An iterative and agile delivery approach is the only way to prevent this.


  • Foundation Product Factory

    Assign a small cross-functional team to determine common needs that might be candidates for foundational work.

  • Mission

    Work together to draw up a hit list of prioritised foundational services. Select a small subset required by business projects over the next six months, and spawn a team to deliver them. Repeat for each iteration. Do not look further out than a year other than at a very high level.

  • Single Point of Contact

    Identify a single point of contact Product Manager for each foundation service. Leads from other projects feed in requirements through this person only.

  • Funding Model

    Foundation Product teams are initially given an opex budget for three months maximum. Or for one spike-style iteration if the goal is less clear.
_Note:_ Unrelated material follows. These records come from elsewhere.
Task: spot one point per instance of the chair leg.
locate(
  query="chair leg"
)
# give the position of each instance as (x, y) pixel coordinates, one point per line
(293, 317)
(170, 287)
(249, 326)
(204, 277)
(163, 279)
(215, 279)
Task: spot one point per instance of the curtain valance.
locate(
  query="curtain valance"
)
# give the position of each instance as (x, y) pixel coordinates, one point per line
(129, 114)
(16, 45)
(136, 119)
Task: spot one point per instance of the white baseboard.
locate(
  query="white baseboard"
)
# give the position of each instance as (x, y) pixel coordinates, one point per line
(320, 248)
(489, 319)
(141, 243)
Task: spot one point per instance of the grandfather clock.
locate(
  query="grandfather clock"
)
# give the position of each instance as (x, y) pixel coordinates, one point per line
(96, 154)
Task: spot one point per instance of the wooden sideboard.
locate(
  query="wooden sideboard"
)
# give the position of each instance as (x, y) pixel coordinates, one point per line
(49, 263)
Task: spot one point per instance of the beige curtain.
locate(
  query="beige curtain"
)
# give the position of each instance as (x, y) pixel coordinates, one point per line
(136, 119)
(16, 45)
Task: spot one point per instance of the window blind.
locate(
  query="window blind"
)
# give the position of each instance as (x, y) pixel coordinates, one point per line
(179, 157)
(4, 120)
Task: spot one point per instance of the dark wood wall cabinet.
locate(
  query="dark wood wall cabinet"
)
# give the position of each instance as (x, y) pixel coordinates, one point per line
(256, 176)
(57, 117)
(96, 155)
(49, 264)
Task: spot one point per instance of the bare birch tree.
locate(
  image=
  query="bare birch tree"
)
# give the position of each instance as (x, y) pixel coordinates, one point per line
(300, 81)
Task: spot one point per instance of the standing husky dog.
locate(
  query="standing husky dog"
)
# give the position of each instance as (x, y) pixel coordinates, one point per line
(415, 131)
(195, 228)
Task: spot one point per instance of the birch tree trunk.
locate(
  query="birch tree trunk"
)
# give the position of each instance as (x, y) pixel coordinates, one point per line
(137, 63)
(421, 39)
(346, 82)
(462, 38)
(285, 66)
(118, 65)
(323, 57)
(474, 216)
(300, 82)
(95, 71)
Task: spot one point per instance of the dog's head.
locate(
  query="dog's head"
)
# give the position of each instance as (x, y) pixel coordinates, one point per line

The budget is renewable only on results. The cost of foundation products utilised by other projects is capitalised.

  • Resource Efficiency

    Foundation Product teams scale up and down as needed, maximising resource efficiency. Drops are made into production driven by demand only. Nothing is released without a consumer. This gives a tactical path of least resistance to other projects, which also happens to be the strategically approved option.

  • Knowledge Circulation

    Foundation Product team members are swapped out and replaced regularly to circulate knowledge. This reduces feelings of envy for those not selected to be on the Foundation Product team and allows other team members to get experience working in a different environment.

  • Communication**

    The Foundation Product team runs their own knowledge management tooling, explaining progress and allowing for comments, suggestions, and requests from outside.

    The Enterprise Architecture team is responsible for guiding other projects towards deployed services, not designing the foundation product itself.


Hopefully, that sparks a few ideas. I’m not saying it’s possible to put all the answers into one short essay and of course, the devil is in the detail.

I’m saying the notion of a regularly reviewed, ostensibly perpetual, product factory that races ahead of tactical business projects, to provide them with short-cuts, is far more efficient than the alternative, which is chasing down every errant solution or risky manoeuvre and having to make a retrospective case for doing things properly.